Fig 1. CONSORT diagram of patient recruitment.
Table 1. Characteristics of children with CPAP-ventilation and passive CPAP-oxygenation (10 cmH2O) or no positive pressure (0 cmH2O) during anaesthesia induction for elective surgery.
| Group | ||
|---|---|---|
| CPAP (n = 34) | Control (n = 34) | |
| Sex | ||
| Female | 6 (17.7) | 10 (29.4) |
| Male | 28 (82.3) | 24 (70.6) |
| Age, years | 4.3 (1.4) | 4.2 (1.51) |
| Weight, kg | 18.3 (4.9) | 17.8 (4.58) |
| ASA | ||
| I | 31 (91.2) | 33 (97) |
| II | 3 (8.8) | 1 (3) |
| Type of surgery | ||
| Urological surgery | 15 (44.1) | 11 (32.3) |
| Herniorrhaphy | 12 (35.3) | 15 (44.1) |
| Combined surgery | 3 (8.8) | 3 (8.8) |
| Intraperitoneal surgery | 2 (5.9) | 1 (2.9) |
| Soft tissue tumour | 2 (5.9) | 4 (11.9) |
ASA, American Society of Anesthesiologists; CPAP, continuous positive airway pressure.

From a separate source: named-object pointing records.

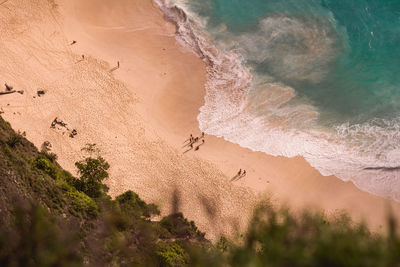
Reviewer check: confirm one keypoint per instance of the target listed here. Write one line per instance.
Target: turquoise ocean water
(316, 78)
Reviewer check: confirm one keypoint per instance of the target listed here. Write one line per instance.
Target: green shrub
(180, 227)
(47, 166)
(14, 139)
(131, 203)
(92, 173)
(82, 203)
(171, 254)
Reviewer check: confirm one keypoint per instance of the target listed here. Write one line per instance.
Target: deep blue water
(340, 56)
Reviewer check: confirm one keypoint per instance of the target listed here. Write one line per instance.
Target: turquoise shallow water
(315, 78)
(342, 56)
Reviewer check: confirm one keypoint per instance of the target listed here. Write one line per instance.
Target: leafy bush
(171, 254)
(92, 173)
(47, 166)
(82, 203)
(35, 238)
(14, 139)
(180, 227)
(130, 203)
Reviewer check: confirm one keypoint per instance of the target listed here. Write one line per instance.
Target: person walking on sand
(8, 87)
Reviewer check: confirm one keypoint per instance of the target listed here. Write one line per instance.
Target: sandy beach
(140, 114)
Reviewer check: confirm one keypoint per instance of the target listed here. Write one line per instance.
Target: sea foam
(261, 113)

Values are mean (SD) or number (proportion).
The median for T1 was 278 s (95% CI: 188–368) in the CPAP group and 124 s (95% CI: 92–157) in the control group (median difference: 154 s; 95% CI: 58–249; p = 0.002). The least time to reach an SpO2 of 95% was 75 and 30 s in the CPAP and control groups, respectively (Table 2).
Table 2. T1 and T2 in children treated with CPAP ventilation and passive CPAP oxygenation (10 cmH2O) or no positive airway pressure (0 cmH2O) during anaesthesia induction for elective surgery.
| Group | Median difference | p-value | ||
|---|---|---|---|---|
| CPAP | Control | |||
| T1, s | 278 (188–368) | 124 (92–157) | 154 (58–249) | 0.002 |
| T2, s | 21 (13–29) | 29 (22–36) | 8 (-3 to 19) | 0.142 |
T1, time between apnoea onset and an SpO2 of 95% during a maximum observation time of 300 s; T2, time from an SpO2 of 95% until recovery to pre-apnoea levels; SpO2, pulse oximetry oxygen saturation; CPAP, continuous positive airway pressure. Values are presented as median (95% CI).
Fig 2 shows the Kaplan-Meier curves for the CPAP and control groups. The log-rank test showed a p-value of <0.001. The estimated 300-s cumulative primary event rates were 50% in the CPAP group and 94.1% in the control group (proportional-hazards risk ratio: 0.26; 95% CI: 0.14 to 0.48; p<0.001).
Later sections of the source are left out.